You are viewing a plain text version of this content. The canonical link for it is here.
Posted to commits@samza.apache.org by cr...@apache.org on 2014/07/17 21:41:40 UTC

git commit: SAMZA-337; compress configs passed through environment variables in YARN

Repository: incubator-samza
Updated Branches:
  refs/heads/master 40bbe4da5 -> 5aef56f4c


SAMZA-337; compress configs passed through environment variables in YARN


Project: http://git-wip-us.apache.org/repos/asf/incubator-samza/repo
Commit: http://git-wip-us.apache.org/repos/asf/incubator-samza/commit/5aef56f4
Tree: http://git-wip-us.apache.org/repos/asf/incubator-samza/tree/5aef56f4
Diff: http://git-wip-us.apache.org/repos/asf/incubator-samza/diff/5aef56f4

Branch: refs/heads/master
Commit: 5aef56f4c169be354be1dda2ce6126cb67c83009
Parents: 40bbe4d
Author: Chinmay Soman <ch...@gmail.com>
Authored: Thu Jul 17 12:41:29 2014 -0700
Committer: Chris Riccomini <cr...@criccomi-mn.linkedin.biz>
Committed: Thu Jul 17 12:41:29 2014 -0700

----------------------------------------------------------------------
 build.gradle                                    |  4 ++
 gradle/dependency-versions.gradle               |  1 +
 .../samza/config/ShellCommandConfig.scala       |  8 ++++
 .../apache/samza/container/SamzaContainer.scala | 30 +++++++++++++--
 .../apache/samza/job/ShellCommandBuilder.scala  | 21 +++++++++--
 .../main/scala/org/apache/samza/util/Util.scala | 39 +++++++++++++++++++-
 .../scala/org/apache/samza/util/TestUtil.scala  | 24 ++++++++++++
 7 files changed, 119 insertions(+), 8 deletions(-)
----------------------------------------------------------------------


http://git-wip-us.apache.org/repos/asf/incubator-samza/blob/5aef56f4/build.gradle
----------------------------------------------------------------------
diff --git a/build.gradle b/build.gradle
index 6d0ac97..b201f77 100644
--- a/build.gradle
+++ b/build.gradle
@@ -114,6 +114,10 @@ project(":samza-core_$scalaVersion") {
     compile "org.clapper:grizzled-slf4j_$scalaVersion:$grizzledVersion"
     compile "net.sf.jopt-simple:jopt-simple:$joptSimpleVersion"
     compile "org.codehaus.jackson:jackson-jaxrs:$jacksonVersion"
+
+    // Temporary workaround to reduce config size via compression (SAMZA-337).
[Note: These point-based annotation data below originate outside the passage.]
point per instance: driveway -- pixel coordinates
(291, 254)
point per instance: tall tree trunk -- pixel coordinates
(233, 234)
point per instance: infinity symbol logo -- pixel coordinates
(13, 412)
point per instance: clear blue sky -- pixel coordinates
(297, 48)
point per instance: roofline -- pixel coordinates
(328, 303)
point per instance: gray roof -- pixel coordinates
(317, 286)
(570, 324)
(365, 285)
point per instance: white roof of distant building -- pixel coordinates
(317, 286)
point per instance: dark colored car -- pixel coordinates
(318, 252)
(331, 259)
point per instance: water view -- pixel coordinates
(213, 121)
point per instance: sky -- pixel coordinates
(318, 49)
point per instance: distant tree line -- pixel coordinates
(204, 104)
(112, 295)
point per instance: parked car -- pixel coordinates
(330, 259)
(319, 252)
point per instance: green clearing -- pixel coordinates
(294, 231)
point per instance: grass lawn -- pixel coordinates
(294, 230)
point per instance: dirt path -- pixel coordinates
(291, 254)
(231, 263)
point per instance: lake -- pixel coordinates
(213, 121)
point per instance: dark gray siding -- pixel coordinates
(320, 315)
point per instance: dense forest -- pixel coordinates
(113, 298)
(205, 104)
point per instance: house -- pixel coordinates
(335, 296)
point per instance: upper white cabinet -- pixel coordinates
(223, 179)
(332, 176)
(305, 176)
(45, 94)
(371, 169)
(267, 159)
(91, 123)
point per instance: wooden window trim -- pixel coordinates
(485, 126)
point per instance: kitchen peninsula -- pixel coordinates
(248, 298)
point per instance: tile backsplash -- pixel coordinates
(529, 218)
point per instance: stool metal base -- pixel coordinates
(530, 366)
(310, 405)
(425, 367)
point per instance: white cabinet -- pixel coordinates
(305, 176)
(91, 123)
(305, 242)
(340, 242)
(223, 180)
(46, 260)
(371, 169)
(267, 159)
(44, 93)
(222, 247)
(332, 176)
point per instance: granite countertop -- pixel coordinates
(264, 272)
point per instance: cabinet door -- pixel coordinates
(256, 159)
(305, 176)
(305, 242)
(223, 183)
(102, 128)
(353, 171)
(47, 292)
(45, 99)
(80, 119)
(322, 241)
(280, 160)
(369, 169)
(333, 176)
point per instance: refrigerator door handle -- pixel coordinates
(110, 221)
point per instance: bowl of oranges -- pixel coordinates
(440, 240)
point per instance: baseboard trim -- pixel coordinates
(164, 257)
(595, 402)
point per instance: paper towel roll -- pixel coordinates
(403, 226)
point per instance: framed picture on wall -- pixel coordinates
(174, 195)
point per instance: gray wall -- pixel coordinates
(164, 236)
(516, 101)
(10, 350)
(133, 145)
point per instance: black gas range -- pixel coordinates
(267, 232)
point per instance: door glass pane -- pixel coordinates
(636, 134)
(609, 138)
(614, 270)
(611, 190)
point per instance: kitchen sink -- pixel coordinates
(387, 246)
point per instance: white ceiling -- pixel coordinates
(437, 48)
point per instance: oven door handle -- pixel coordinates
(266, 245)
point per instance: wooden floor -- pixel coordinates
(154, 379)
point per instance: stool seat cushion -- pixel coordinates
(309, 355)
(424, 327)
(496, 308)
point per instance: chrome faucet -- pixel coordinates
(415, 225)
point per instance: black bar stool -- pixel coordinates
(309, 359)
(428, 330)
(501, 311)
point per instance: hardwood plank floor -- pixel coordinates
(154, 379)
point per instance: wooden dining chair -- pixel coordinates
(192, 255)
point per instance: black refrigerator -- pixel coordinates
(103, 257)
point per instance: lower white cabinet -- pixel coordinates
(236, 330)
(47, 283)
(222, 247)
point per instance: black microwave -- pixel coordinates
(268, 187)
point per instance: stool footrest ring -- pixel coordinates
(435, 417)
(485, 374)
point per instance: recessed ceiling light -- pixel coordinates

Remove this
+    // once we figure out a clean way to do this.
+    compile "commons-codec:commons-codec:$commonsCodecVersion"
     testCompile "junit:junit:$junitVersion"
     testCompile "org.mockito:mockito-all:$mockitoVersion"
     testCompile "org.scalatest:scalatest_$scalaVersion:$scalaTestVersion"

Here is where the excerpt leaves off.